We watched. We waited. We were sure the story would start sooner or later. Nope. Long shots of people walking across a field lasted for minutes? All the dialect was so slow and laboured that you are totally aware of the actors acting. You could have summed up the plot in 20 seconds. When it finished we looked at each other in disbelief.
I wanted to like this film - I really did.
But it has to be one of the most boring, slow, tedious films I have ever watched. Only 90 minutes but feels like 3 hours! Pretty countryside though, in Norfolk (not usually in films so that was a plus).
I suspect the problem is that the writer/director is pretending to be French - and this has all the hallmarks of one of those pretentious Gallic movies that art students and Derrida-drone academics so adore.
It's based on a short story. I wonder if it's French? That would explain why a British student goes to Switzerland (no-one ever did that, not from his social class!
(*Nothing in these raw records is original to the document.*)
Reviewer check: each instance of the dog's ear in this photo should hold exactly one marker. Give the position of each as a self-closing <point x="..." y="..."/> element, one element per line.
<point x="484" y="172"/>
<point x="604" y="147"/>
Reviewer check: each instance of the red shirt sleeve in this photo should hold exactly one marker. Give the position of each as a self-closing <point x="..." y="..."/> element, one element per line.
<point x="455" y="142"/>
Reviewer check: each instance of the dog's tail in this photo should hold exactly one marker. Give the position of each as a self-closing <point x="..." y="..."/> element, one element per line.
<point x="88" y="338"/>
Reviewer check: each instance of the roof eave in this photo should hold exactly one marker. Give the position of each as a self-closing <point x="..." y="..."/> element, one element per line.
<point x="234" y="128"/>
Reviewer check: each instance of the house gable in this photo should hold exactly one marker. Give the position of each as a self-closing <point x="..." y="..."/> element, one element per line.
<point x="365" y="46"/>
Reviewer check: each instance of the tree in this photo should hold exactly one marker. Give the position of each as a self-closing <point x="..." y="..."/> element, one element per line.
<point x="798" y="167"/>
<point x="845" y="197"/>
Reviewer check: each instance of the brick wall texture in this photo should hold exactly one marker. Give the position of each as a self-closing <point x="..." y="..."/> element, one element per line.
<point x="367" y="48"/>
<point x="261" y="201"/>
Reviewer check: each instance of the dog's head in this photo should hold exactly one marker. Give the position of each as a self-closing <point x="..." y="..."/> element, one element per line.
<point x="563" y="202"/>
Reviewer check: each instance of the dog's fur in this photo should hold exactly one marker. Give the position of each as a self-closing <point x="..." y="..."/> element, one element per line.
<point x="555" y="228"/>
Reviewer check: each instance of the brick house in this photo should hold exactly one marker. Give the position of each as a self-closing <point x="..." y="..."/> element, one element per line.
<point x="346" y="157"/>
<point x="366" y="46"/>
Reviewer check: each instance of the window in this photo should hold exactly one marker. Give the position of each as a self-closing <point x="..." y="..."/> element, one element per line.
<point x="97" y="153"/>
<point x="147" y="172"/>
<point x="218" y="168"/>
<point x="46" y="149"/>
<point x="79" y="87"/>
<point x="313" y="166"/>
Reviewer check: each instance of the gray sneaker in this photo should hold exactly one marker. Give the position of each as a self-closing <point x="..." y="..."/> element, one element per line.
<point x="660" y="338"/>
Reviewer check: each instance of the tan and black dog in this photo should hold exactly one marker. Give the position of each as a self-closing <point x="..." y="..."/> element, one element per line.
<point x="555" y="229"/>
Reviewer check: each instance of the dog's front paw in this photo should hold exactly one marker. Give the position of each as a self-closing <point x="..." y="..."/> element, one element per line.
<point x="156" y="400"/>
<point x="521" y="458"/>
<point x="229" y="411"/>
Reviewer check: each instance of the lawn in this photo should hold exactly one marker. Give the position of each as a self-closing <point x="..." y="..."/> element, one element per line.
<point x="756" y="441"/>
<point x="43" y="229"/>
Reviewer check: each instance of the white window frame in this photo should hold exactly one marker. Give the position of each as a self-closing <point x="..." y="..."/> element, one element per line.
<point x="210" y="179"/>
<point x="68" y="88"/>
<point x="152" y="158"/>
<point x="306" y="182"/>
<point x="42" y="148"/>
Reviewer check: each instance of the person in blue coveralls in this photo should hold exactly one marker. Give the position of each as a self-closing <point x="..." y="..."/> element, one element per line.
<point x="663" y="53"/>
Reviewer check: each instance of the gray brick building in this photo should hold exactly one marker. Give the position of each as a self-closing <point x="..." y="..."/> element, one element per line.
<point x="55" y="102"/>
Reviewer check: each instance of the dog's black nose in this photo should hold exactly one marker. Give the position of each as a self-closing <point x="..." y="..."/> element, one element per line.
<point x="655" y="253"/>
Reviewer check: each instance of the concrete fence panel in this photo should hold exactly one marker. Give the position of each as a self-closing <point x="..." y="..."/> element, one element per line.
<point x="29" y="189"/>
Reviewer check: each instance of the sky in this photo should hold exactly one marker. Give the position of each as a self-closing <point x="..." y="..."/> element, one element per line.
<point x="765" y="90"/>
The hippy trail or Spain, maybe).
This probably works better on the page, frankly - and should have been a radio or TV drama really.
The lead actors are wasted AND very VERY irritating at times. I just did not believe in them. The older man who, despite being very academic, speaking fluent German and reading tomes on philosophy, works in a factory (this makes me think the story has French roots). The slightly younger woman - with a very odd accent - who apparently can afford a mansion on a teacher's pension. Other plot holes include: the convenient lack of children (why not adopt); the unreasonably resentful wife (as if anyone expects their partner not to have been in love with anyone else before marriage); the twee pregnancy subplot.
If you want to watch a deep and meaningful film about grief then watch something like Philomena. This 45 years film is pretentious and so in love with itself (it thinks it is SO clever and profound, but really is not).
The acting was good but any psychological depth is beyond me on this one. The married couple presented as morose and crestfallen and to have slid into a life of dull routine without any levity. I suspect they may have retired too early from their working lives and being without children, had lost their raison d'être. If they had had a more fulfilling lifestyle, I doubt the husband would have been hankering after a lost love in his distant past or the wife questioning and pursuing his wish to do so. The husband was very irritating and being so introspective about his past, was alianating his wife's affection. The movie was very slow and I did not like the inconclusive ending as it gave no indication of how the relationship would fare after the party. I should have liked to see the wife up sticks, find a more meaningful life and leave her husband to wallow.
A subtle experiment on the psychology of human minds, accompanied by its charming, often times humorous leads -- 45 Years is an honest, captivating, multi-layered, true piece of cinema art par excellence. Its aesthetics perfectly mirror its story, where powerful, evocative meaning is implied by lack of visible expression, and scenes so well-crafted to outshine even the best of works regarding the intricacy of the human condition. Avoiding this particular piece would certainly stand out as a cardinal sin on everyone’s portfolio.
45 Years’ masterful visual storytelling is a spectacle, a latent one, with some scenes that now give me a pleasurable sensation of fright when I better come to think of it. It’s a film that stamps its message deeply into a viewer’s heart (by all means) and stirs all pre-established harmony in one’s body: a rare achievement of films of any kind. This adaptation of author David Constantine’s short story manages to breathe life into a seemingly nothing-out-of-our-ordinary affair of grief, nostalgia and the existentialism of love (Kierkegaard also gets a mention). It’s bigger than life, by all means appropriate.
Director Andrew Haigh uses clever camera angles and simple cinematography to a stunning effect – all scenes, while holding aesthetical value, tell their own little story of importance. Each frame is carefully chosen to add to the emotional decadence of actor Charlotte Rampling’s character, which needless to say – the actress deserves the Oscar. Her performance is so convincing and relatable, that a single glimpse into the perspectives she holds adds uneasiness under the skin of an observer. Think how everything you knew in your life by far, love-related or otherwise, turns out to be shaped and molded by a person you hardly knew, maybe even a non-existing one. It’s a troubled thought, an existential conundrum that no one, least of all the contemplating observer, can answer it.
One of the probably most important questions regarding retrograde jealousy lurks somewhere beneath the layers of 45 Years: can one’s life past by without knowing it’s meaningless? A sole thought wakes unpleasant body sensations, channeled by Charlotte Rampling terrific performance. 45 Years plays like an insidious affair of loss, regret and acceptance. To top even that: the final frame will break the hearts of even the most adamant of people.
The film’s weakest elements are the ones with Geraldine James on screen, but even those greatly surpass your ordinary cookie-cutter, artificial, overly-sentimental Hollywood drama. Simply put: this film has everything going right for it, which is nice.
To better think of it -- 45 Days is the best character-driven drama in the last 10 years or so, no competition.